Borges uses these lines on purpose because they show how much respect Jonson had for Shakespeare even though they were bitter rivals when Shakespeare’s was alive. The best part of this is that, even though Jonson praises Shakespeare in the poem, he still makes a jab at Shakespeare’s flawed Latin and Greek.
Borges Mentions the Fact that Shakespeare Acted
Besides playwriting, Shakespeare did play some minor roles in his plays. “In London he found the calling he had been predestined to; he became an actor… for an audience of people who play at taking him for that person” (Borges, 1958). This is derived from actual data about Shakespeare’s life. It is certain that he played some minor roles in his plays, like the ghost of Hamlet’s father.
But, Borges gives his own twist at this fact – even though Shakespeare was satisfied by acting, when the play ended no one would recognize Shakespeare as Shakespeare, but he would be recognized as the character he played. This is purely an artistic approach about what Shakespeare might have felt. It’s all based on Borges’ own approach, and it is interesting to say the least.
Shakespeare Became Many, but not Himself
The fact that there is no actual data about Shakespeare’s inner thoughts about matters gives a lot of opportunities for the imagination. “No one was as many men as that man — that man whose repertoire, like that of the Egyptian Proteus, was all the appearances of being” (Borges, 1958). The term Egyptian Proteus is a clever comparison by Borges, with the literal meaning of an adjective ‘versatile’; ‘capable of assuming many forms’. Borges’ take on Shakespeare is that he lived and breathed through his characters, becoming each and every one of them. But the sad part is, being too busy becoming each of his characters, Shakespeare ended up becoming no one himself, referring to the fact that we have no data about his mindset and his thoughts at all.
Shakespeare’s Talk with God
Some literary critics elevate Shakespeare to divinity, and Borges is no exception: “History adds that before or after he died, he discovered himself standing before God, and said to Him: ‘I, who have been so many men in vain, wish to be one, to be myself’. God’s voice answered him out of a whirlwind: ‘I, too, am not I; I dreamed the world as you, Shakespeare, dreamed your own work, and among the forms of my dream are you, who like me, are many, yet no one’ (Borges, 1958).
Borges Elevates the Bard to Divinity
This is the climax of Borges’ essay. He too, like Jonson, elevates Shakespeare to divinity, making him the one and the same like God the Creator, for both God and Shakespeare created universes so complex and alive that they are similar to each other.

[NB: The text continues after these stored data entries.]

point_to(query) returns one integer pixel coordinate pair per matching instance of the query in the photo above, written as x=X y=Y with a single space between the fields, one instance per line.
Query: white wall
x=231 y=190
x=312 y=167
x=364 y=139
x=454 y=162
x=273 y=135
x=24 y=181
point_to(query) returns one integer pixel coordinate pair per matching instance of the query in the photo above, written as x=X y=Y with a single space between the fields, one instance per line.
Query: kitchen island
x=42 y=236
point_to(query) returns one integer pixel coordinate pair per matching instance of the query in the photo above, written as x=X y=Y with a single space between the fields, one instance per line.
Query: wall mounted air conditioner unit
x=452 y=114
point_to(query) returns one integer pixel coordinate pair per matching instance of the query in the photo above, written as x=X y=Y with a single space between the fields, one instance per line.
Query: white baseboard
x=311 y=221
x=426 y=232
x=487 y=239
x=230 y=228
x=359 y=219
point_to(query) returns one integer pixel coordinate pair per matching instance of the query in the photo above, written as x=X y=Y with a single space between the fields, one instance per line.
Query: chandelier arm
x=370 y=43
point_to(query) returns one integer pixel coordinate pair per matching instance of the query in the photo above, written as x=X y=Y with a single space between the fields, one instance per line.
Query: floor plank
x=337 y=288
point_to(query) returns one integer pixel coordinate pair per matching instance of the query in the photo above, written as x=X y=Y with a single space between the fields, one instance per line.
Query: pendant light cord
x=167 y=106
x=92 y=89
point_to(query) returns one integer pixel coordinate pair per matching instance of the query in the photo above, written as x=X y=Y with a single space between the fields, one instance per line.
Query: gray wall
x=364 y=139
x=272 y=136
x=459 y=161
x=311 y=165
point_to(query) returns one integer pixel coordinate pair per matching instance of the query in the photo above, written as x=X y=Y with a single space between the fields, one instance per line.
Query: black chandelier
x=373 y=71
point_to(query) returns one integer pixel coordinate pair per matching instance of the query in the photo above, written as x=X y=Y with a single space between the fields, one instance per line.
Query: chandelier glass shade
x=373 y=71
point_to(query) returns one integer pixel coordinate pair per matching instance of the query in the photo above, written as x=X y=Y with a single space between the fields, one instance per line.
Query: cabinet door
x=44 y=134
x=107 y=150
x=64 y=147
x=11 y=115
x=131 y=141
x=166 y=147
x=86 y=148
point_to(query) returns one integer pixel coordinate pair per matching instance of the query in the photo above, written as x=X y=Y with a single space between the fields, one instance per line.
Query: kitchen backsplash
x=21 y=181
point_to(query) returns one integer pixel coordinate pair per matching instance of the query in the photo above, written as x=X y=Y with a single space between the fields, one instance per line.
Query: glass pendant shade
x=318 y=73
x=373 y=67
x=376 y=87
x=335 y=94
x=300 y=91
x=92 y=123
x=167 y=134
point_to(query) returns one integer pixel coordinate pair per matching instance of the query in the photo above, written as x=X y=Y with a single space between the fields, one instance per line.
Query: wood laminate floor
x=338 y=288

By far the most interesting part of this statement is that the comparison is actually reasonable: both Shakespeare and God are left to the interpretation of people and how they understand them. Both are mysterious figures, each having left a legacy of written texts to testify about what they might be like; but in the end, the most that one can actually do is to speculate about both God and Shakespeare. Both God and Shakespeare are the many interpretations of how people perceive them, but in the end there is no definite God and no definite Shakespeare.
Wrapping Things Up
There are many attempts to depict what Shakespeare was as a human being. But, there aren’t many that come close to Borges, with the exception of Edward Bond’s Bingo. Borges’ attempt is filled with fusions between facts about the Bard’s life and Borges’ own imagination and what comes out from this is the artful view on Shakespeare present in Everything and Nothing. By the end of the essay, Borges, like Jonson and many others, raises the Bard to divinity. This is not strange at all, considering the influence Shakespeare had and is still having on literature and people in general with his works.